The top Court set aside a judgement by the Tripura High Court directing the National Insurance Company to pay Rs.10.57 lakh to the family members of Dilip Bhowmik, who died on May 20, 2012, after meeting with an accident.
The insurance company challenged the order before the top Court, contending that the deceased himself was the owner-cum-driver of the offending vehicle. He was not a third party within the meaning of the Motor Vehicles Act. “The accident had occurred due to the negligence of the deceased. Therefore, the appellant, being the insurer of the vehicle, was not liable to pay compensation,” the company said.
The High Court had accepted the plea by the insurance company but still directed it to pay the money, saying it should not be treated as a precedent.

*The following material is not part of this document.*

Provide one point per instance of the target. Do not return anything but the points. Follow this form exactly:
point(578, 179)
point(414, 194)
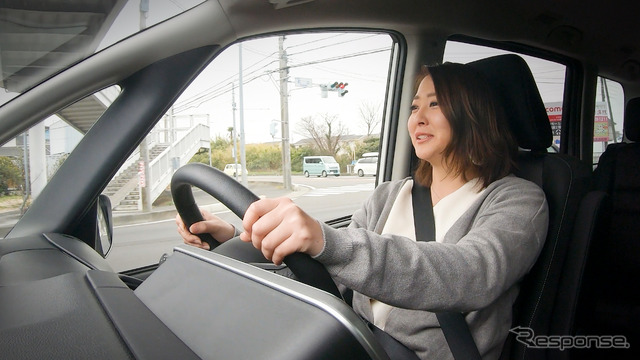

After going through the facts of the case, the Supreme Court noted that the deceased was the victim of his own action of rash and negligent driving. Therefore, his family members could not have maintained the claim petition filed under Section 166 of the Motor Vehicles Act.
The Court said the High Court was not justified in directing the insurer to pay the compensation. It, however, noted that under the terms of insurance contract, the family members were entitled to Rs.2 lakh, as indemnification was extended to personal accident of the deceased.
“A claimant, in our view, cannot maintain a claim if he/she has caused the accident on account of his/her own rash and negligent driving, and make the insurance company pay for the same,” a Bench of Justices N.V. Ramana and S. Abdul Nazeer said.